Read Someone to Love Page 19


  I’m half listening to a judge tell a story about a defamation lawsuit some has-been celebrity filed against a plastic surgeon for telling a gossip magazine she had work done when Mom interrupts the conversation and asks me to come help carry food trays from the kitchen. Mom has always liked to put us to work. My brothers are supposed to be here to help out, but I haven’t seen them yet. Of course.

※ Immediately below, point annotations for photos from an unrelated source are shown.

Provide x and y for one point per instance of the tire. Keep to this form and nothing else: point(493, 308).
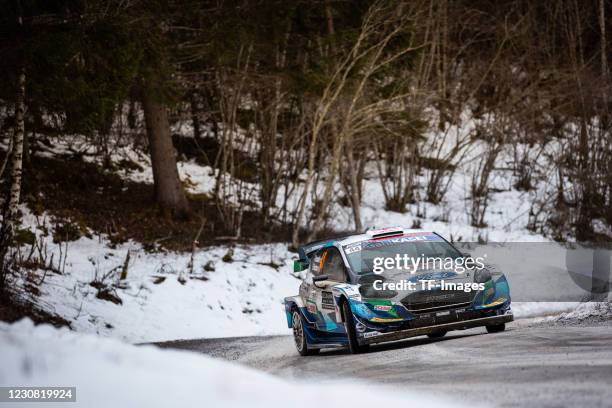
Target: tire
point(496, 328)
point(349, 325)
point(437, 335)
point(299, 337)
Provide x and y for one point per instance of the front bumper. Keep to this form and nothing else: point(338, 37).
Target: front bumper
point(419, 331)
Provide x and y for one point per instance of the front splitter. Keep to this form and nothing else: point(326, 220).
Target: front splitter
point(461, 325)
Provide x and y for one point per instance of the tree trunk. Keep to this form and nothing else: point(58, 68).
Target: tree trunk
point(168, 189)
point(12, 207)
point(195, 119)
point(355, 188)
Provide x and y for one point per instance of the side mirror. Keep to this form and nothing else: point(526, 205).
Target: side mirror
point(299, 265)
point(319, 278)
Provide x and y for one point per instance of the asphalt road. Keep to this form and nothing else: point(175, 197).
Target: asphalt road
point(528, 365)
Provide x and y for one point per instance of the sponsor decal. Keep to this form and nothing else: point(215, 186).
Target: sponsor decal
point(385, 319)
point(327, 300)
point(371, 334)
point(380, 243)
point(311, 306)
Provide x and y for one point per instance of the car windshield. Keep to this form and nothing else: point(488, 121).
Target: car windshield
point(426, 246)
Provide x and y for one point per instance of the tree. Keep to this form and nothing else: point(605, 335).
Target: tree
point(168, 188)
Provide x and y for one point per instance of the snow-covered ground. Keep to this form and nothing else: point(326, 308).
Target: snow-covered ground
point(109, 373)
point(162, 300)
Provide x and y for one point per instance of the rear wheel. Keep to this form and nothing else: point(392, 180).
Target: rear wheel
point(437, 335)
point(496, 328)
point(299, 336)
point(349, 325)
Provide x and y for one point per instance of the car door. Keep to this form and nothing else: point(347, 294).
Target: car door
point(330, 263)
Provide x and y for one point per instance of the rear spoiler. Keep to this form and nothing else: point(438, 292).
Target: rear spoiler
point(307, 249)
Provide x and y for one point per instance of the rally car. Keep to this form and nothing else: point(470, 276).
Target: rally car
point(343, 302)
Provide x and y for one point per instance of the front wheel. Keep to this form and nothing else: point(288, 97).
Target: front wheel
point(496, 328)
point(299, 336)
point(349, 325)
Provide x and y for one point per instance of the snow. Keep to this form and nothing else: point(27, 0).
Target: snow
point(107, 372)
point(244, 297)
point(239, 298)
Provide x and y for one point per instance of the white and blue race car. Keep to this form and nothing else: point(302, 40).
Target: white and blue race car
point(344, 302)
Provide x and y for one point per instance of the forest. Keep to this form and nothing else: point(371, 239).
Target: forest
point(291, 105)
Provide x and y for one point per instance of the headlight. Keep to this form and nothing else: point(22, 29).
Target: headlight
point(482, 276)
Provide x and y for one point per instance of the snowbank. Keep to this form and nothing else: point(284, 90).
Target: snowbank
point(108, 373)
point(161, 299)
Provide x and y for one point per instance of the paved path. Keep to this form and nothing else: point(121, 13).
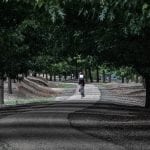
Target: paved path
point(92, 93)
point(75, 124)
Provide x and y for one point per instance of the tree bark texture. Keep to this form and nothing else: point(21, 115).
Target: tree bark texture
point(1, 91)
point(9, 86)
point(147, 83)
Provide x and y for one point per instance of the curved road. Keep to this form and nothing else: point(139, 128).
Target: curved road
point(75, 124)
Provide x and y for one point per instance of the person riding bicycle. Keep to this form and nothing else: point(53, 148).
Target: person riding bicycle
point(82, 84)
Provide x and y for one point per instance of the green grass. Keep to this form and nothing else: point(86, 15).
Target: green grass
point(28, 101)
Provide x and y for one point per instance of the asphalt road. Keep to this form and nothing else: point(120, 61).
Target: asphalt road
point(47, 127)
point(75, 123)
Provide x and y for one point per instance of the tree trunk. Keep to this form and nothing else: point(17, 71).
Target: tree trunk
point(54, 77)
point(97, 74)
point(46, 76)
point(137, 79)
point(127, 80)
point(65, 76)
point(147, 82)
point(1, 91)
point(86, 75)
point(50, 77)
point(9, 85)
point(122, 79)
point(104, 76)
point(109, 78)
point(59, 77)
point(76, 71)
point(90, 75)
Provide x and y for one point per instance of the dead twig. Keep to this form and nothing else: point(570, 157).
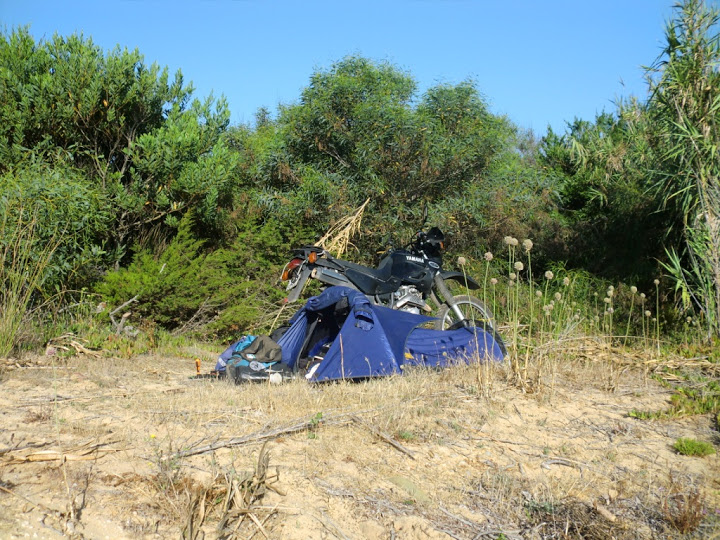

  After several rounds of food pass through the crowd, Rich finally announces that Dad will be making his speech. I’m really bored. Zach hasn’t spoken to me at all since he arrived, and I’ve had to stand next to Rich the whole time. Dad’s on his way to the podium and some of the guests are taking seats when I spot an empty drink tray that’s about to topple. I grab it. This is a perfect excuse to make a quick getaway to the kitchen.

  Dad’s already cracking jokes at the front of the room. I tune him out, set the tray on top of other empty ones in the kitchen, smile at the caterers and exit a side door that goes to the backyard. The yard lights are on, though I can still see some stars. The breeze feels good as I hear laughter from inside. I guess they like Dad’s corny jokes.

  Then I hear a voice from behind me.

  “I thought you’d come out here,” Mason says.

  He surprises me so much that I jump a little, nearly twisting my ankle from the heel of my stilettos getting stuck in one of the patio’s cracks.

  “You know the escape route,” I say.

  I haven’t seen him all night. He’s sitting in one of the patio chairs, peeling an orange and drinking from a bottle of water. It’s funny—Mason probably hasn’t had a drink since he went to rehab during college, but he’s the one who gave me my first beer when I was in middle school. I still remember how that beer seemed to represent a secret we shared that not even Royce could understand. A secret about needing to numb pain, about drowning out our need to be successful, our need to be loved.

  “Kitchen. Side door. Patio. Same as always. Dad telling his jokes yet?”

  “Something like that,” I say.

  Mason keeps peeling his orange. “Anyone else out here?”

  “Not that I know of.”

  “Good, then we can talk.”

  “Not you too,” I say, sitting down on a chair next to him. I flex my foot. I can already feel my ankle swelling. I should have worn the grandma pumps Rich picked out to go with my outfit.

  “Why?” Mason asks. “Who else was trying to talk to you?”

  “Mom is always trying to talk to me. About my feelings.”

  Mason sets his peel to the side and offers me a segment of his orange. I shake my head.

  “Can you blame her though?” Mason asks.

  “Yes.”

  “She’s just trying to get through to you.”

  “Right,” I say, kicking off my shoes. I wish this whole gala were already over. I’ve got at least another hour or two before all of the guests finally leave the house.

  “Well?” Mason asks. “Did she get through?”

  “No,” I say.

  “So much for talking.”

  I can hear Dad’s voice booming from inside the house. The crowd cheers at his speech. Honestly, I wish I were standing next to Rich right now, which is saying a lot.

  Mason leans toward me. “You have to get help though.”

  I look down at my ankle. “Don’t we all?”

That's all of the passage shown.